FRISCO, Texas –It feels unusual to question one of the most rock-solid aspects of this Cowboys roster, but it's hard not to wonder about Tyron Smith heading into 2018.
It speaks to Smith's remarkable talent that he was named to his fifth Pro Bowl in 2017, despite battling a litany of injuries that forced him to miss three games – not to mention plenty of practice time.
According to team executive vice president Stephen Jones, though, the Cowboys don't expect Smith's problems to be a long-term issue.
"I think a good offseason here of getting it to where it needs to be, I think we can count – the thing I understand is we can count on Tyron being back to normal and good to go next year," Jones said.
The Cowboys have to be hoping that's the case, given Smith's recent injury history. The California is remarkably young, having just turned 27 despite the fact that he just completed his seventh NFL season.
But this isn't his first fight against injuries. Back problems forced him to miss two games in 2016, and the Cowboys were hopeful he'd battled through those issues – right up until training camp his past summer.
"He has had some different things over the last couple of years that he's dealt with," said Cowboys coach Jason Garrett. "We don't necessarily see it as a trend. He's still a young player. He's played a lot of snaps, but physically he seems to be in good shape beyond the specific injuries that he's had."
All things considered, it's impressive that Smith even played as much as he did, due to the problems he was facing. His back pain began rearing its head all the way back during training camp, and he practiced on a limited regimen for much of the early part of the season.
It was a groin strain that eventually sidelined him, in November, forcing him out of action against Atlanta and Philadelphia. Despite that, Jones pointed out how determined Smith was to play through the pain.
"Not unlike DeMarcus Lawrence was the year before, Tyron is so committed to this team," Jones said. "A lot of players might would've gone ahead and worked on his back and got it where it needed to be versus trying to get through each game and play each game. Certainly, D-Lawrence had done it the year before, last year, and Tyron is so committed to this team and that group of linemen out there. He was doing everything he could to get himself ready."
By the time Smith sprained his LCL in Oakland, enough was enough. He tried to fight through that injury, too, but lasted just three plays in the Christmas Eve game against Seattle.
"I do know this -- he works as hard as anybody in our building to get himself right," Garrett said. "He's had to deal with some things and he's demonstrated mental and physical toughness to get through it."
In his season-ending press conference, Garrett declined to divulge whether Smith would require surgery on any of his injuries. But he shared Jones' outlook that the All-Pro tackle should be fine in the long run.
With all of that said, two years of injuries has to prompt some conversation about the Cowboys' depth at tackle.

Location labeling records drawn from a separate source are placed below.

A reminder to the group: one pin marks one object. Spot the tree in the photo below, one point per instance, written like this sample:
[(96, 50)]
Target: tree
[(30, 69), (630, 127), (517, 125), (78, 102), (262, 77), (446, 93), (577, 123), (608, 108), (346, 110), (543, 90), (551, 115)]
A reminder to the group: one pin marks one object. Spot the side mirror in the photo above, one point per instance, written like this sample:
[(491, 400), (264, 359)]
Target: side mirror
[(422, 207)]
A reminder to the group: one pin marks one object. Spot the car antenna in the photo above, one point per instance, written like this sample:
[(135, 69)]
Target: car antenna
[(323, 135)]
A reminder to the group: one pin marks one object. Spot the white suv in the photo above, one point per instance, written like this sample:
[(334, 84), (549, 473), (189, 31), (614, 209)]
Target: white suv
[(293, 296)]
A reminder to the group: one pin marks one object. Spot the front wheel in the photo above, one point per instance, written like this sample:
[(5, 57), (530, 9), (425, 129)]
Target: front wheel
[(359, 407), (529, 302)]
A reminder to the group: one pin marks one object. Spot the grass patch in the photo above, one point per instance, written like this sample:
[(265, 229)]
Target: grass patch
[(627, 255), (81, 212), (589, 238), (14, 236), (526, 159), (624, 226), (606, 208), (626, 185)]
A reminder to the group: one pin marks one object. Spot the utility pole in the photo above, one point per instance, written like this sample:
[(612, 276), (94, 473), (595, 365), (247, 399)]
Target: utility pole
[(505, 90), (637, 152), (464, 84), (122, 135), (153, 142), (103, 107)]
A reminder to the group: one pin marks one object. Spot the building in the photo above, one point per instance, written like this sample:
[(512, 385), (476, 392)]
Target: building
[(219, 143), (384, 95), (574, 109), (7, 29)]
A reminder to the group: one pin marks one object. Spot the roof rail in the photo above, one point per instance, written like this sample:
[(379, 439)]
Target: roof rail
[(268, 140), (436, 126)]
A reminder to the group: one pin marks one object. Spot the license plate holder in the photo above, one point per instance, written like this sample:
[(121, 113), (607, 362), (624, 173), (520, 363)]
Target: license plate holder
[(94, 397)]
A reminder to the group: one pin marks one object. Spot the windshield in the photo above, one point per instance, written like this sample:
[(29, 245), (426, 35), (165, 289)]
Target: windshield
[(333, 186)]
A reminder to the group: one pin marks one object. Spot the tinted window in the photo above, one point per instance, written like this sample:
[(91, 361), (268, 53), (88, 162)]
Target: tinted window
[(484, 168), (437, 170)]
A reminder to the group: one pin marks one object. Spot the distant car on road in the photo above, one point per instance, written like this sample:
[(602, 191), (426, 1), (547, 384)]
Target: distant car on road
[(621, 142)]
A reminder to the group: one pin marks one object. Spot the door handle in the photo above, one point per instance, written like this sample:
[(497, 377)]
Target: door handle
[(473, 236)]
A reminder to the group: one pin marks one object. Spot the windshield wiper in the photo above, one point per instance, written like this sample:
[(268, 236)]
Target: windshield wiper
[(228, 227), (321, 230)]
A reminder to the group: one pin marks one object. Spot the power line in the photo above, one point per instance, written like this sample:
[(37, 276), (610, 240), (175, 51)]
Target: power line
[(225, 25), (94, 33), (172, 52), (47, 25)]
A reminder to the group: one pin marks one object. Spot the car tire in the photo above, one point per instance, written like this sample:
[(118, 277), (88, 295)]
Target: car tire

Chaz Green was drafted in the third round in 2015 to provide depth, but his struggles during Smith's absence – particularly in the 27-7 loss to Atlanta – left a lasting impression. The Cowboys also signed Byron Bell last offseason, and he is once again set to be a free agent.
Which leaves the undeniable truth that, even as optimistic as the Cowboys might feel about Smith, you're only ever one play away from needing depth – at any position in the game.
"We do need to always look at having a third tackle in this league. Certainly Chaz will be back, and we'll see what we do with Byron," Jones said. "But you're always looking to find another young guy in the draft, and you always feel like you need eight good, solid linemen to get through a season. So we'll certainly be looking at that."